I don't think this is quite right. They'll all be fired twice before any responses to the send-attempts are received. But remember that await foo() is await (foo()), i.e. the foo() function call happens before any awaiting is needed... and that when a JS async function is called, the function body starts executing immediately, just like a non-async function, and yields only at await or return.

So it should be the case that when you call api.sendMessage(..), it synchronously gets all the way to a fetch call. (If not, that's probably a bug in our code, and kind of a surprising one.) And that, similarly, will fire off an actual network request -- then return a promise which will get resolved (or rejected) when the request concludes, and ultimately api.sendMessage(..) returns some promise chained off of that one.

Still, firing twice before seeing any responses is clearly not the desired behavior here either.

@gnprice
Copy link
Member

gnprice commented Feb 29, 2020

Looking again at this code, I think the basic problem is that that outboxToSend.forEach loop is a forEach loop, and the code (as quoted in my previous comment) was clearly written with the expectation it would behave like a for loop.

In particular the boolean return from trySendMessages is almost completely useless given the way the code actually works -- the only way to make sense of the intention here is that it wires up a failed request in api.sendMessage to cause us to do an await progressiveTimeout().
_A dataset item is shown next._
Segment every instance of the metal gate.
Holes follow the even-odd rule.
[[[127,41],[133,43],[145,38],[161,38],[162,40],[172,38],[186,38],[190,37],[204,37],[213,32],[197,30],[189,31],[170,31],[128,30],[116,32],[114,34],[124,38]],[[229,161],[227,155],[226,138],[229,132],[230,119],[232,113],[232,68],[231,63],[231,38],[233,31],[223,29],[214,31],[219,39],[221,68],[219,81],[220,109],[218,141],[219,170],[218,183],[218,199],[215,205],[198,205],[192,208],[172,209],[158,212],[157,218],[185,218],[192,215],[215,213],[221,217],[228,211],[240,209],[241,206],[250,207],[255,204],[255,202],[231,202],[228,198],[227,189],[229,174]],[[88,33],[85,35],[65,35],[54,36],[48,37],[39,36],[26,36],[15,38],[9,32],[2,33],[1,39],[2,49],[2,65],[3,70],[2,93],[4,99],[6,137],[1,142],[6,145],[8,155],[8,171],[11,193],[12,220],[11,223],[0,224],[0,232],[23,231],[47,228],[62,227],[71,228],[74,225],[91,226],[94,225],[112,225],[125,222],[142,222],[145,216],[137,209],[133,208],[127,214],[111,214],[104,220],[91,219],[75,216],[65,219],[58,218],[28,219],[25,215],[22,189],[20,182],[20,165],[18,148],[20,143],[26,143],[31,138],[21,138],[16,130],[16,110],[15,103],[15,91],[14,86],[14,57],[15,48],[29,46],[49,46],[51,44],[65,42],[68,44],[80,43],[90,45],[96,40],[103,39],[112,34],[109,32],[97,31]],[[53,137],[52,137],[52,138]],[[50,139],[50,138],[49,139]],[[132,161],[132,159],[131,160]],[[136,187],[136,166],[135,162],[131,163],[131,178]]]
An exception in the top half of that forEach callback, before reaching the await, (a) is a lot less likely, (b) would be a bug in our code, not an external condition like a bad network connection, (c) would therefore make no sense to retry and less sense to back off before retrying.

But also, if that loop is changed to be a real JS loop so that the awaits actually happen in sequence, then I believe that fixes three of the points mentioned in the OP:

  • All outbox messages are sent immediately, with no throttling.
  • Outbox messages may be sent in any order, regardless of their input order.
  • Outbox messages may be successfully sent multiple times.

(For the third, it fixes the cause of it you had in mind, though not the other cause I then mentioned above.)

So, seems like we should do that!

I also went and took a look at the history of this file, following my speculations above about what the authors were thinking. 😉 The logic became the way it is in #3272 -- which in particular was supposed to fix #3259, sending messages out of order. Before that, #1079 introduced the forEach(async ..) confusion.

@rk-for-zulip
Copy link
Contributor Author

So, seems like we should do that!

Except that if we do – or at least, if we just do that – then that causes another bug to surface: the presence of an unsendable message in the Outbox will prevent any other messages from being sent for a week, after which all sendable messages (up to the next unsendable message, anyway) will suddenly be flushed to the server at once.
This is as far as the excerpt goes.